Last year when the curfew was imposed during GotaGoGama, I called my Sinhala friend and cried, “Do you think they will kill us like they did 1983? Can you help me to survive if another Black July happens?” There is always a fear that the Sinhalese will they turn against me. Will I, a Tamil, be safe in their presence is a worry I carry.

I was a happy kid in Jaffna in 1983. I visited Colombo for first time in 1988. I never lived with Sinhalese until I moved to Colombo in 1996. But I grew up with a hatred and fear of the Sinhalese. I was told that the Sinhalese would kill me and I believed those words until I made my first Sinhala friendship in 2017. When I first visited Polonnaruwa with my Sinhala friends in 2017, I was in a panic. I thought I would be killed by my Sinhala friends in a Sinhala village. All the stories I heard as a kid were about killings and murder that made me to doubt my Sinhala friendships and made me live in fear.
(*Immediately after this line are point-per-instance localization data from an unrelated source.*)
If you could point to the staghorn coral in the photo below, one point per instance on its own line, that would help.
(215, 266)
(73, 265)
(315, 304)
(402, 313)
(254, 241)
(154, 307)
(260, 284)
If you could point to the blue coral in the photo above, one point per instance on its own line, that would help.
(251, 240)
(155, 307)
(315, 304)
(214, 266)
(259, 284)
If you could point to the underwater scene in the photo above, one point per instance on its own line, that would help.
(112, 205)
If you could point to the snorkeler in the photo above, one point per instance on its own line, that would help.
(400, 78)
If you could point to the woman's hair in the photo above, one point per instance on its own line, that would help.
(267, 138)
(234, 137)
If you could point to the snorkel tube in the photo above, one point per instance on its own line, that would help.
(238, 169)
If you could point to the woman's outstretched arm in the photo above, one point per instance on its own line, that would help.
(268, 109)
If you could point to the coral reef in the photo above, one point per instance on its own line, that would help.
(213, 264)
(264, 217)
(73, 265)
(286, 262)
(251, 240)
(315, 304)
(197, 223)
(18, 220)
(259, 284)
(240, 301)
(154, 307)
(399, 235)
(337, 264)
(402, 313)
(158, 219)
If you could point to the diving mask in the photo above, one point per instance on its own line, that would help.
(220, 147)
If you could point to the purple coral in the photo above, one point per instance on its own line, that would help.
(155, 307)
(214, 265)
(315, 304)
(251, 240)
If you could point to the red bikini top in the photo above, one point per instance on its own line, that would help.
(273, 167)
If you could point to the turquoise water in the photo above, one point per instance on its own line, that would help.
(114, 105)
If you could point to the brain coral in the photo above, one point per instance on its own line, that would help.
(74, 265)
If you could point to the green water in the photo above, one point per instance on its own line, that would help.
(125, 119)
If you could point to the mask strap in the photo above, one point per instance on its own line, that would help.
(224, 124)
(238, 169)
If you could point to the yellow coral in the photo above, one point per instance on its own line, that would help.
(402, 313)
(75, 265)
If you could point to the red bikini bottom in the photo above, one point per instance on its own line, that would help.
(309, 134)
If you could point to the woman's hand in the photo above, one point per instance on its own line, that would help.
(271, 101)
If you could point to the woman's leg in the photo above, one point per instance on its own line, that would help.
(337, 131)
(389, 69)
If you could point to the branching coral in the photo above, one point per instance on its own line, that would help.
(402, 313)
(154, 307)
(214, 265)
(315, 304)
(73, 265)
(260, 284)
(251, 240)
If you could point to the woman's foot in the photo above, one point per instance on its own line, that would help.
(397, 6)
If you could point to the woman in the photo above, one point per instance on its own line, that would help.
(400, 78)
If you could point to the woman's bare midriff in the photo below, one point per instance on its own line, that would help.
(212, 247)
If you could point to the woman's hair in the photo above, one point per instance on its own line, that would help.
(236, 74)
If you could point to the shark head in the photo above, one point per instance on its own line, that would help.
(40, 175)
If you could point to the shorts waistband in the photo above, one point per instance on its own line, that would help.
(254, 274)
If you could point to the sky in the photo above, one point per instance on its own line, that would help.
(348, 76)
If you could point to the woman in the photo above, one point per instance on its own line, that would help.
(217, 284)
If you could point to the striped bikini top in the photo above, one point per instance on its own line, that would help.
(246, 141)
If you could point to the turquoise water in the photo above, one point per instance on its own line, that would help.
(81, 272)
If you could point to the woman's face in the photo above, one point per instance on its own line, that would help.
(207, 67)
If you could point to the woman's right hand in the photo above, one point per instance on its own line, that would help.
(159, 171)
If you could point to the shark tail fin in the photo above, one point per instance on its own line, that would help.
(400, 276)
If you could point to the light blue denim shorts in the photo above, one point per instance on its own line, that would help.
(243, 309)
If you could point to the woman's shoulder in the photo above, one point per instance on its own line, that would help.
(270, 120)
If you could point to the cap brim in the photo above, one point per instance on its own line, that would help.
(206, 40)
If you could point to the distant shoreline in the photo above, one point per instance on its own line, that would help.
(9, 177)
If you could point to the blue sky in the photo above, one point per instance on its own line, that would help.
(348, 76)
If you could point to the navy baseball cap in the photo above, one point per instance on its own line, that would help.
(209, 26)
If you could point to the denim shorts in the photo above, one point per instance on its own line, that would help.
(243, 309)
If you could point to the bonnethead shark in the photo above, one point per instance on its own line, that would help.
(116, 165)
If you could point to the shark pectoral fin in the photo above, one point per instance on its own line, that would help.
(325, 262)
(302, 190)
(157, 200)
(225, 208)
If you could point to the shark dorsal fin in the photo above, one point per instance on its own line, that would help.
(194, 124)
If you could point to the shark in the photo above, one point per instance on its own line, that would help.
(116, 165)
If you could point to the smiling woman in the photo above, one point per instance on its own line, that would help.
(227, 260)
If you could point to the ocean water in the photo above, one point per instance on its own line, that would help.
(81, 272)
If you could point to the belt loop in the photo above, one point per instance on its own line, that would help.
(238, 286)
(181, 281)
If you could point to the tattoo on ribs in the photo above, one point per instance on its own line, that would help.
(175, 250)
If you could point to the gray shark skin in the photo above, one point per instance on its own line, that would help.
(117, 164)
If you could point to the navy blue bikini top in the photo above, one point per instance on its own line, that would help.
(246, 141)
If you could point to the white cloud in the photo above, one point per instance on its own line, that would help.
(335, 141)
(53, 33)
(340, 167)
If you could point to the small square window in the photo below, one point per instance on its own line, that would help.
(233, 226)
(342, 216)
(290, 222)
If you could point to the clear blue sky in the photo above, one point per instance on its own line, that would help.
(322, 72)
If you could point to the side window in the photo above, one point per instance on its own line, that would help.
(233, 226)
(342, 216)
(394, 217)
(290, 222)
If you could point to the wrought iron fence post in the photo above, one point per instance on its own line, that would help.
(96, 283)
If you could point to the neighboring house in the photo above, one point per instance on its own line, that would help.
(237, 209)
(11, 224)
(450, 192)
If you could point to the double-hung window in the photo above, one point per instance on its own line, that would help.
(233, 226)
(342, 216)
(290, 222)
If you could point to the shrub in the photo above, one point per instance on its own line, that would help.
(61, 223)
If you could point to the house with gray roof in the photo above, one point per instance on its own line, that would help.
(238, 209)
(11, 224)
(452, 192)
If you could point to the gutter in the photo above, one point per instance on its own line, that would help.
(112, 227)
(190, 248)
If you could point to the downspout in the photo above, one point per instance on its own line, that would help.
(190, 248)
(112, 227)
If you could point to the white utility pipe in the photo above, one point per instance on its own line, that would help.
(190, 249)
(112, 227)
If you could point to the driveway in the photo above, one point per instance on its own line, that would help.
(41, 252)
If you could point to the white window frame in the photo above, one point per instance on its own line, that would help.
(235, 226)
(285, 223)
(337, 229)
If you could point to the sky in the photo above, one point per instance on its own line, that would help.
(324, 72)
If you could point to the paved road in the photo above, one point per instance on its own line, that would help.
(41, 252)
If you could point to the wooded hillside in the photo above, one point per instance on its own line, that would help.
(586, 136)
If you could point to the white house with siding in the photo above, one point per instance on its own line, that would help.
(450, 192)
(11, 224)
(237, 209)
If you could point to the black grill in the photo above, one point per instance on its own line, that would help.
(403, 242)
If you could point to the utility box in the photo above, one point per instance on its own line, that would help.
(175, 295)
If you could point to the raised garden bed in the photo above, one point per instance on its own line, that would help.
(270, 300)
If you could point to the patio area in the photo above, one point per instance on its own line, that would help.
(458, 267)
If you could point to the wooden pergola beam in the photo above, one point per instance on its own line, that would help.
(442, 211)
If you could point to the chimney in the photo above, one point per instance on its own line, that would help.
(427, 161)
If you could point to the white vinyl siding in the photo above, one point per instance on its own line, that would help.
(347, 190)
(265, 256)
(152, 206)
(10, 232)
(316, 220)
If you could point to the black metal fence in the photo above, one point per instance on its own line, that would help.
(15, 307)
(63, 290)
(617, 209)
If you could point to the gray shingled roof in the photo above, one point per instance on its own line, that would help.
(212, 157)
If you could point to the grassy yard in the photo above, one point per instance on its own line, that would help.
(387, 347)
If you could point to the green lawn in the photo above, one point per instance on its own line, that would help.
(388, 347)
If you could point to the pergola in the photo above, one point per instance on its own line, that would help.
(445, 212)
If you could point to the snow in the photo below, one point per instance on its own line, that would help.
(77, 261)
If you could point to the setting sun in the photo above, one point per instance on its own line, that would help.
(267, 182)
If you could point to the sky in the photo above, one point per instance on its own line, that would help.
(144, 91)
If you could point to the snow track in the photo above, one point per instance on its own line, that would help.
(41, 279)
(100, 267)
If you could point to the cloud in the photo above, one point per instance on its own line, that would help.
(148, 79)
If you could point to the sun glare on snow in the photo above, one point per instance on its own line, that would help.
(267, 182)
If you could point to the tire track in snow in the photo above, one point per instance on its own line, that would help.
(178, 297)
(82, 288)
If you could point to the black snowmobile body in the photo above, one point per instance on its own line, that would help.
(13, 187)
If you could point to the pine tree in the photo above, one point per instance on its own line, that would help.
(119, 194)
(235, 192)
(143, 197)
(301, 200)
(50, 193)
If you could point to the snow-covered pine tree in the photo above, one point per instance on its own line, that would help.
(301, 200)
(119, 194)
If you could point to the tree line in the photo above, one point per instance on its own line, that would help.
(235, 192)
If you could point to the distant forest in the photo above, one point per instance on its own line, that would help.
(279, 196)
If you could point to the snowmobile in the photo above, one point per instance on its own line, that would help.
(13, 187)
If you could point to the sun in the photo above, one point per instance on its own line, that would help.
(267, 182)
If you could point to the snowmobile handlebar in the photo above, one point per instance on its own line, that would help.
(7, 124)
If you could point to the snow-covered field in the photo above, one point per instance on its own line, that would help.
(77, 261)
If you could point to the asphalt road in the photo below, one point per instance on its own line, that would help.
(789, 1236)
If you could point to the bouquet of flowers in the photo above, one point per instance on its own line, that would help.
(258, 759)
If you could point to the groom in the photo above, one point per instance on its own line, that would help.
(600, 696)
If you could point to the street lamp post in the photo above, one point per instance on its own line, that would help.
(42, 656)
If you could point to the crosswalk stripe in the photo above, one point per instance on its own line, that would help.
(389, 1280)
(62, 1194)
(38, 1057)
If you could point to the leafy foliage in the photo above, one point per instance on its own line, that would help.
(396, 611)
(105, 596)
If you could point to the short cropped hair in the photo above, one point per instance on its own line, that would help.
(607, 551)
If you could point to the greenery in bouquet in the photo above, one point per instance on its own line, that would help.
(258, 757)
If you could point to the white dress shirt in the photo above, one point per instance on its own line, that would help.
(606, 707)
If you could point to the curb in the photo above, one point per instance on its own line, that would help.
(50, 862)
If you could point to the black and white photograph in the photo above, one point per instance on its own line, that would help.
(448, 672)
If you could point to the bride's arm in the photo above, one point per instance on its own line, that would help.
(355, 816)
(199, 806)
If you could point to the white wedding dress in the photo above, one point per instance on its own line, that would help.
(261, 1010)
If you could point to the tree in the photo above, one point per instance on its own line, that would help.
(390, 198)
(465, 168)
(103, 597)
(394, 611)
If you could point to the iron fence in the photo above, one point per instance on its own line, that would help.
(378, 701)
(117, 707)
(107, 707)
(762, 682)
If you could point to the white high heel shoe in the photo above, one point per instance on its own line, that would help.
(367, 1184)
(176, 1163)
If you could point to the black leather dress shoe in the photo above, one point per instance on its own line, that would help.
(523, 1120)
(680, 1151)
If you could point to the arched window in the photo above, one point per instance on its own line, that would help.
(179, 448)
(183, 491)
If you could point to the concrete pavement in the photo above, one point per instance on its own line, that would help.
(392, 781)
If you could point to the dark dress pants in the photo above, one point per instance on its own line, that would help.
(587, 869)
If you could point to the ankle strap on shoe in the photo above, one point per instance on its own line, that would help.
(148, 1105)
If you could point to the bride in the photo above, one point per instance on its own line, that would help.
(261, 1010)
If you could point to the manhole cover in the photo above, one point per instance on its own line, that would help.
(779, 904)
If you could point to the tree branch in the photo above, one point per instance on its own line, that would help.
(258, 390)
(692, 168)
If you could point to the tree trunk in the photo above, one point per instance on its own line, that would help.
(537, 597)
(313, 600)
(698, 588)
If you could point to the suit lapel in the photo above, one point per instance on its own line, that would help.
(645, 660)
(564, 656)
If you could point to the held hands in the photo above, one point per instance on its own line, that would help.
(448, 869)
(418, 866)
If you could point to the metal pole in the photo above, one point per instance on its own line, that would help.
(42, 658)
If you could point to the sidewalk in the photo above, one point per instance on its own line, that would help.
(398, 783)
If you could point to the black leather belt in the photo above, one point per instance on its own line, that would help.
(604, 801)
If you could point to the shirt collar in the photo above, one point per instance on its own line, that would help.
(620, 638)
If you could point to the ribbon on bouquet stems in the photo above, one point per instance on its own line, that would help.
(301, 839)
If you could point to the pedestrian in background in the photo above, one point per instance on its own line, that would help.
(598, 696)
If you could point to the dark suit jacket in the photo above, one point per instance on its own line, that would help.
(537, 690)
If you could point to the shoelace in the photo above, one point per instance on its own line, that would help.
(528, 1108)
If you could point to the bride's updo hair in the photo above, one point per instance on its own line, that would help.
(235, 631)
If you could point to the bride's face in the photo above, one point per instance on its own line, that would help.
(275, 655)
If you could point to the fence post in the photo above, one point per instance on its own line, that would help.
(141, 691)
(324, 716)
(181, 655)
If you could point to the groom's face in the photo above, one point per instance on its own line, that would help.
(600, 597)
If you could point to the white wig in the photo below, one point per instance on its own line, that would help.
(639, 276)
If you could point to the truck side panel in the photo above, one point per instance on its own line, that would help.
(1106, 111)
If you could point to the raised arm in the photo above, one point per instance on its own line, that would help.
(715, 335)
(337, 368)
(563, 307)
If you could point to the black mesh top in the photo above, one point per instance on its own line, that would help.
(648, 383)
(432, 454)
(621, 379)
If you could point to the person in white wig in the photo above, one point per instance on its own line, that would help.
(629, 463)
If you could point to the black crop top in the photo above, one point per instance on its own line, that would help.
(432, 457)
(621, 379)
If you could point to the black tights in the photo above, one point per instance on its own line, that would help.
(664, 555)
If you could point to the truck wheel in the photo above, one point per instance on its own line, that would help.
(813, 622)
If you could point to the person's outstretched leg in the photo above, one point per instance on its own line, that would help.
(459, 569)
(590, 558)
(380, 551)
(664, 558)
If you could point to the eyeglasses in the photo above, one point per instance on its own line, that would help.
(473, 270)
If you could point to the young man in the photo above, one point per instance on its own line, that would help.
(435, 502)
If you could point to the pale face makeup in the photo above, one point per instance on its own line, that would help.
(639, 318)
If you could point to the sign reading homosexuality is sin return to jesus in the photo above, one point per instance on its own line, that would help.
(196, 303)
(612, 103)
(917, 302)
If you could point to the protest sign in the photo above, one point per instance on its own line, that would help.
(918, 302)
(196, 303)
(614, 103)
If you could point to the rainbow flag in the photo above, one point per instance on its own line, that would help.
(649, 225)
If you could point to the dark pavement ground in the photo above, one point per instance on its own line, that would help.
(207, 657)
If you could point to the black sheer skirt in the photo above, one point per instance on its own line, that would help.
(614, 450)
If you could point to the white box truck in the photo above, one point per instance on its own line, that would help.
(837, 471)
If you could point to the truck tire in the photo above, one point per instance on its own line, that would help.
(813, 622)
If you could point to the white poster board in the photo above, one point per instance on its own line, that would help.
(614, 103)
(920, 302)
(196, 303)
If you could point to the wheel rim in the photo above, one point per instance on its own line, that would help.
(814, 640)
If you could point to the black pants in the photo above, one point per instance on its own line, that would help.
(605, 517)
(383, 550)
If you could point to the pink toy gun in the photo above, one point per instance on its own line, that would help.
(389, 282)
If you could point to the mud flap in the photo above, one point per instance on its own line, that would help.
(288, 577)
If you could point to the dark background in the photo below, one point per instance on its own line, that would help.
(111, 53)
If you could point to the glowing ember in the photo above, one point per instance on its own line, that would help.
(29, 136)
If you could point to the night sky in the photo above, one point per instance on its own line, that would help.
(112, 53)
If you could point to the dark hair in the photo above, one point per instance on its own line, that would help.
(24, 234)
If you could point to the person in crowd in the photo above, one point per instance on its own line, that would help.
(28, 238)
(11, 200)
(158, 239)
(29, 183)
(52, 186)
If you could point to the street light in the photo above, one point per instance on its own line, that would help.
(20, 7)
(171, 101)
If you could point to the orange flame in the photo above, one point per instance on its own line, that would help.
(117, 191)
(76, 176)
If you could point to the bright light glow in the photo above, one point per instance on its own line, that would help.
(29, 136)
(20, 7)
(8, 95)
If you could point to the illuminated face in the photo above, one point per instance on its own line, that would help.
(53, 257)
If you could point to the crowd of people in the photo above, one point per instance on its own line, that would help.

My uncle’s new house was burnt in Kandy during Black July. His family was saved by their neighbours. But his loss became our fear. My father was a rich engineer but he was too afraid to buy a property in Colombo. Before he died he bought apartments for me and my brother. But he was hesitant to live in his own house in Colombo. He felt that it was safer to rent from a Sinhala owner.

My aunt left because of Black July. It constantly echoed in our ears that it was not safe to live in here. When I left Sri Lanka in 2000 for my higher studies, one of the pleas from my father was never to return to this country. As a Tamil my father never felt safe here so he wanted his only daughter to be safe in a foreign land.

Black July is not just an incident that happened 40 years ago. We live in fear of Black July today too. When the government failed to protect Tamils in 1983, we lost faith in the government and we believed we should have a separate land to live in peace. Black July motivated Tamil youth to take up arms. Until 2009 we died by the guns we carried to protect ourselves from the government.

I grew up seeing Sri Lanka as a strange country. When I was in medical school, other students were loyal to their national anthem. But I didn’t have a national anthem because we were not allowed to sing it in the Tamil language. When other students venerated their national flag, I was confused because it was only in 2022, for first time in my life, that I carried a Sri Lankan flag at GotaGoGama. Before that,  the lion flag was alien to me as a Tamil.

Black July made me to lose hope in the police who failed to protect Tamils. In 2022 I filed a police complaint because of a threat for my life. But instead of helping me, the police harassed me. I withdrew the case to protect myself from the police. So since 1983, life in Sri Lanka is an ongoing struggle for Tamils. Tamils have gone through 40 years of torture, pain, harassment and abuse by the state.